The Bank of England (BoE) left its Bank Rate unchanged at 3.75% after its April 30 monetary policy meeting, with one policymaker voting for a quarter-point rate hike, which left hopes of some monetary tightening alive. UK inflation surged to a 3.3% year-on-year level in March, adding pressure on the central bank to adopt a more restrictive policy. Thursday’s figures, however, might bring concerns about recession back to the table and put BoE policymakers on edge.
Beyond that, the local elections held on May 7 brought a sharp reversal for the Labour Party, cutting the ground from under Prime Minister Keir Starmer’s feet. Voices calling for resignation are mounting, increasing the risk of a void of power that might bring back concerns about fiscal slippage and send the GBP into a tailspin.
When will the UK release Q1 GDP, and how could it affect GBP/USD?
The UK will release the preliminary estimate of Q1 Gross Domestic Product (GDP) on Thursday at 06:00 GMT. The quarterly reading is expected to show upbeat figures, but looking in detail, additional data might show that economic activity plummeted after the start of Iran’s war.
The Pound has been losing ground this week, weighed by a growingly uncertain political scenario in the UK, with the position of Prime Minister Keir Starmer in the pillory.

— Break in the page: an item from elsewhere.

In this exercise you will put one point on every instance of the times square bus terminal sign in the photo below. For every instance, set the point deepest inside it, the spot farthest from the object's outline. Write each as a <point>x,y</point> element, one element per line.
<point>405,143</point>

Against this background, the risk is of a negative surprise at Thursday’s data, especially in figures from March, as they will heighten concerns about the economic outlook if the Middle East conflict does not come to a swift end, which right now does not seem to be the case.

Guillermo Alcalá, FX Analyst at FXStreet, says: “GBP/USD is heading south after failure to break the resistance area around 1.3650. The pair remains contained within the last few weeks’ trading range, but the risk has shifted to the downside, with bears eyeing the bottom of the channel at around 1.3450. A confirmation below this level would bring the April 8 and 10 highs, at the 1.3480 area, into focus.”

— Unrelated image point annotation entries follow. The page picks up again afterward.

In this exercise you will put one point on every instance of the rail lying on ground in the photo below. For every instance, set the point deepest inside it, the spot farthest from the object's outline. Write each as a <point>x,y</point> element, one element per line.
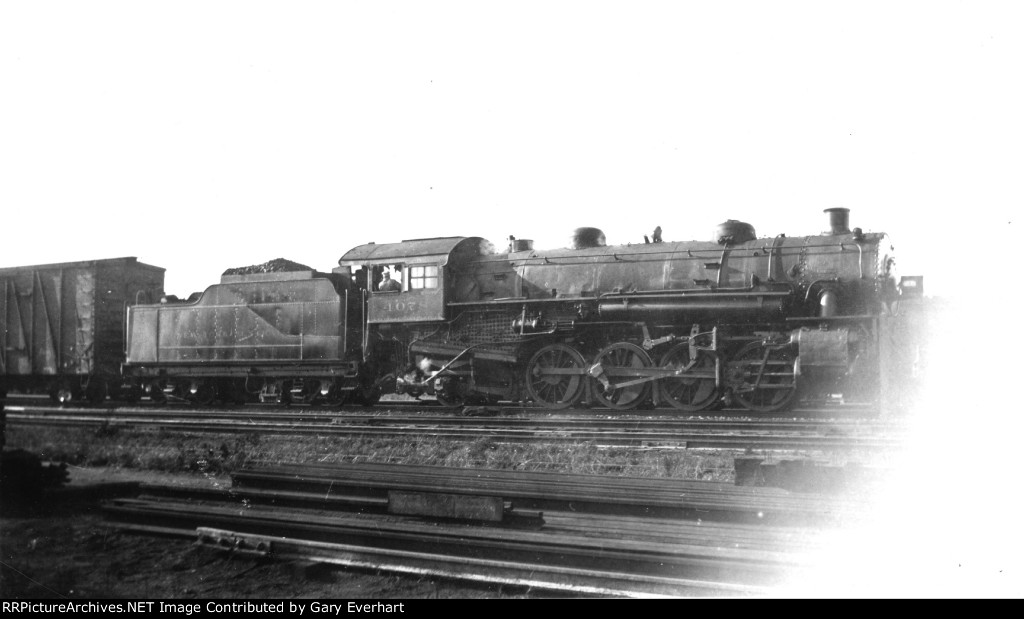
<point>687,432</point>
<point>597,535</point>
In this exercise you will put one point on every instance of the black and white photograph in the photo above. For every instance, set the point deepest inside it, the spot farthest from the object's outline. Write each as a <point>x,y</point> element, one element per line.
<point>347,306</point>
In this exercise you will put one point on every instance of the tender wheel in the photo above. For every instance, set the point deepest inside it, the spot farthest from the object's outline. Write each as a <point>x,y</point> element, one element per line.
<point>156,391</point>
<point>619,364</point>
<point>776,387</point>
<point>695,389</point>
<point>556,376</point>
<point>95,391</point>
<point>205,394</point>
<point>65,393</point>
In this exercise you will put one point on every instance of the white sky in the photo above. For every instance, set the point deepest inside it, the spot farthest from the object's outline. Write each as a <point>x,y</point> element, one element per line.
<point>204,135</point>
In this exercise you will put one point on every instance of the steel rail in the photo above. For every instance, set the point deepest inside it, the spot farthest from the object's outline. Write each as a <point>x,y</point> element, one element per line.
<point>610,438</point>
<point>641,558</point>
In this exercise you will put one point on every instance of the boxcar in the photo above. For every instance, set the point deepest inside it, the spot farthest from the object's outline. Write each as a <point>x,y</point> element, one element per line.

“On the upside, an unlikely break of the 1.3650-1.3660 area, which has capped the pair several times in May, would clear the path towards the February highs between 1.3710 and 1.3730, ahead of the 2026 peak, at 1.3869, says Alcalá.”
BoE FAQs
The Bank of England (BoE) decides monetary policy for the United Kingdom. Its primary goal is to achieve ‘price stability’, or a steady inflation rate of 2%. Its tool for achieving this is via the adjustment of base lending rates. The BoE sets the rate at which it lends to commercial banks and banks lend to each other, determining the level of interest rates in the economy overall. This also impacts the value of the Pound Sterling (GBP).
When inflation is above the Bank of England’s target it responds by raising interest rates, making it more expensive for people and businesses to access credit. This is positive for the Pound Sterling because higher interest rates make the UK a more attractive place for global investors to park their money. When inflation falls below target, it is a sign economic growth is slowing, and the BoE will consider lowering interest rates to cheapen credit in the hope businesses will borrow to invest in growth-generating projects – a negative for the Pound Sterling.

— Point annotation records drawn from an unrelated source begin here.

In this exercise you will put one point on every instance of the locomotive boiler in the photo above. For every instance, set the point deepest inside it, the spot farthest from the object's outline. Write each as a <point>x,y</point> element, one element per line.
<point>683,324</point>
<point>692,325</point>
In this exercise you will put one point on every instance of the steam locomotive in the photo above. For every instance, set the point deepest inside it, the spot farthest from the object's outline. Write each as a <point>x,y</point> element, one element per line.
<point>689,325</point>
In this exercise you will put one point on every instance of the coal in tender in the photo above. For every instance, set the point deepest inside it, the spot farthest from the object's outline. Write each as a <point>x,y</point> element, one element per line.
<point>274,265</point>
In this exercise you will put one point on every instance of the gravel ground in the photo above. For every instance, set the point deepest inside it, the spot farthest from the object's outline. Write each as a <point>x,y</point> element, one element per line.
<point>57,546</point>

In extreme situations, the Bank of England can enact a policy called Quantitative Easing (QE). QE is the process by which the BoE substantially increases the flow of credit in a stuck financial system. QE is a last resort policy when lowering interest rates will not achieve the necessary result. The process of QE involves the BoE printing money to buy assets – usually government or AAA-rated corporate bonds – from banks and other financial institutions. QE usually results in a weaker Pound Sterling.
Quantitative tightening (QT) is the reverse of QE, enacted when the economy is strengthening and inflation starts rising. Whilst in QE the Bank of England (BoE) purchases government and corporate bonds from financial institutions to encourage them to lend; in QT, the BoE stops buying more bonds, and stops reinvesting the principal maturing on the bonds it already holds. It is usually positive for the Pound Sterling.